# Pflanzliche Generalüberholung des Teiches



## Jxan (6. März 2017)

Hallo zusammen,

wie man unschwer erkennen kann, bin ich blutiger Anfänger in Sachen Teich. Den Teich, den ihr auf den folgenden Bilder sehen werdet, ist auch von meinem Vater. Ich probiere nur langsam mich aus Interesse auch damit zu beschäftigen, weil ich Teichbau, Fische und allem was dazu gehört, sehr interessant finde.

In unserem Teich haben wir hauptsächlich Goldfische, aber auch zwei __ Shubunkin (geschenkt bekommen). Im Frühjahr haben wir das Glück, dass wir zwei (ca. 20cm) Kois ebenfalls geschenkt bekommen.
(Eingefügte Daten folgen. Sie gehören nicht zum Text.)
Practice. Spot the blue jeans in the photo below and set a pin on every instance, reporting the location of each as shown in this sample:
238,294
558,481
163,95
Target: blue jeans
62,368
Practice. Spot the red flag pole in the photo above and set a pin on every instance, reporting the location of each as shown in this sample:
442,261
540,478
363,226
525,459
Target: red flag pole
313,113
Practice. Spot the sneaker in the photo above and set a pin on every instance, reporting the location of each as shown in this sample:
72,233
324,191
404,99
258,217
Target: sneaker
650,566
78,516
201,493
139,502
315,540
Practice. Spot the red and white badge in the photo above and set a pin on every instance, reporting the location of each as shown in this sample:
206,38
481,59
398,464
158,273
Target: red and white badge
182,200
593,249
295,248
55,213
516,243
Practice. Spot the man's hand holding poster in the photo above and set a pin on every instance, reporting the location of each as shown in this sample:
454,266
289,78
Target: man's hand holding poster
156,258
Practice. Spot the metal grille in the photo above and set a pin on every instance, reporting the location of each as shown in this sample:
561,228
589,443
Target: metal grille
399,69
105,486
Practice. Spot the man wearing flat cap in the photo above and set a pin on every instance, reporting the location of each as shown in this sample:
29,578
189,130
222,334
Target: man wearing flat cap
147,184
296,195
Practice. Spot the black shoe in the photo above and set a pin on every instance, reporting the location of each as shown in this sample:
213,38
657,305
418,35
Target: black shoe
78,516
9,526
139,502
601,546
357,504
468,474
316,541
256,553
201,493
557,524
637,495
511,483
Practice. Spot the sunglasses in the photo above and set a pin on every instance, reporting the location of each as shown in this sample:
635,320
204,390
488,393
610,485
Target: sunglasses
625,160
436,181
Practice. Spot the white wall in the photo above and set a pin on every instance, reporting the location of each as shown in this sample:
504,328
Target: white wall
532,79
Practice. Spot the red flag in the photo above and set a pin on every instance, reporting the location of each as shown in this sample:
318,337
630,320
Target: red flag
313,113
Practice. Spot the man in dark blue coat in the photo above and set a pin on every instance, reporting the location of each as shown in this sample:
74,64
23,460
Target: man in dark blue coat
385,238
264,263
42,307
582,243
Vorher möchte ich den Teich aber noch mal generalüberholen.

Der Wasserzustand im Teich ist an sich gut (würde ich als unerfahrener Laie) sagen. Gerade letztes Jahr haben wir erst eine neue Pumpe mit UV-Licht gegen Algen gekauft. Ich werde jetzt mal ein paar Bilder vom Teich zeigen, damit ihr mein "Problem" ein bisschen besser verstehen könnt:












Wie man erkennen kann herrscht in diesem Teich eine unglaubliche pflanzliche Unordnung. Und die stört mich ungemein. Normalerweise ist die Wasseroberfläche in der Mitte im Sommer mit zahlreichen (meiner Meinung nach) viel zu vielen Seerosen versehen.

Die ganzen "vergammelten" grau/braunen Pflanzen die aus der Wasseroberfläche oben rausragen kann man ja wahrscheinlich einfach rausziehen oder abschneiden. Trotzdem herrscht dort eine unglaubliche Unordnung, gerade im Bereich von niedrigem Wasser (erstes Bild, im unteren Bildbereich, eher rechts). Könnt ihr mir sagen, was das für Algen-/Pflanzenarten sind und wie man diese loswird? Ursprünglich, als wir vor ca. 4-5 Jahren den Teich einmal neu saniert haben (Wasser raus, Schlamm raus, neue Pflanzen, ...) haben wir keine dieser Pflanzen eingesetzt, die kamen einfach wieder nach und nach und bedecken das ganze Gebiet dort.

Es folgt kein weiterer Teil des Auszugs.